The Bars of San Demetrio -- not in the American sense of the word, anyway.
Last evening after class, Barbara and I were sitting outside of Fusion Pub having some beer, and I was facing the piazza. On the main piazza, there are three bars, and I wondered what the difference between them was. At that point, some of our comrades came over, and we were talking about it a bit. In the end, to the observant foreigners, it looks like there are just three bars (Bar Centrale, Bar Lupo, Fusion Pub – there’s also Stilla but it was closed today since it’s Monday) all with old men sitting outside.
Finally, Barbara and I called over one of the guys standing outside of Fusion Pub (site of ever-changing drink prices and culinary miracles including inspirational use of mayonnaise and €1 drafts of beer) and we asked him to sit down so we could ask him the difference between the bars. Here I present what the guy said, there’s no editorializing on my part.
At the far end of the Piazza Monumento is the Circolo Culturale Girolamo de Rada, where the town intelligentsia pays €100 a month to have their own smart-people’s club where they talk and be kind of exclusive. Right next door is Bar Lupo, which is where the pensioners who don’t want to spend any money go. Bar Lupo happens to be the oldest and least-chic (even by San Demetrio standards) so their clientele is limited.
Bar Centrale is where the pensioners who like to play cards go. Either they are also more comfortable spending money, or there are just more tables inside and outside of the bar. They mostly play scoppa and briscola.
Then, there is Fusion Pub. The gentlemen who explained the whole situation (my informant, anthropologically speaking) to us told us that they were the men who worked all day and spent the most money.

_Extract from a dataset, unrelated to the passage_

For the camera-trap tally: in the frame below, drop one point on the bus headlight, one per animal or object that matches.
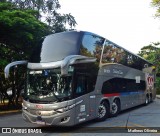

Some final comments. When I initially asked he guy what the differences were between these three groups, he said “siamo tutti uniti” – “we’re all united”. But it’s obvious that that these distinctions exist, and they do not include Bar Fantasma down the hill, Bar 2000 around the corner, Bar Aladdin 2 down the road, and the Bar Pasticceria Gelateria Stilla next to Fusion and across from Bar Centrale. It seems to be that Stilla is perhaps the bar where the most women go, because it is the least trashy and also where they buy pastries on Sundays and eat ice cream after funerals. I would go so far as to say that every Italian town has a bar where it is honorable for women to go.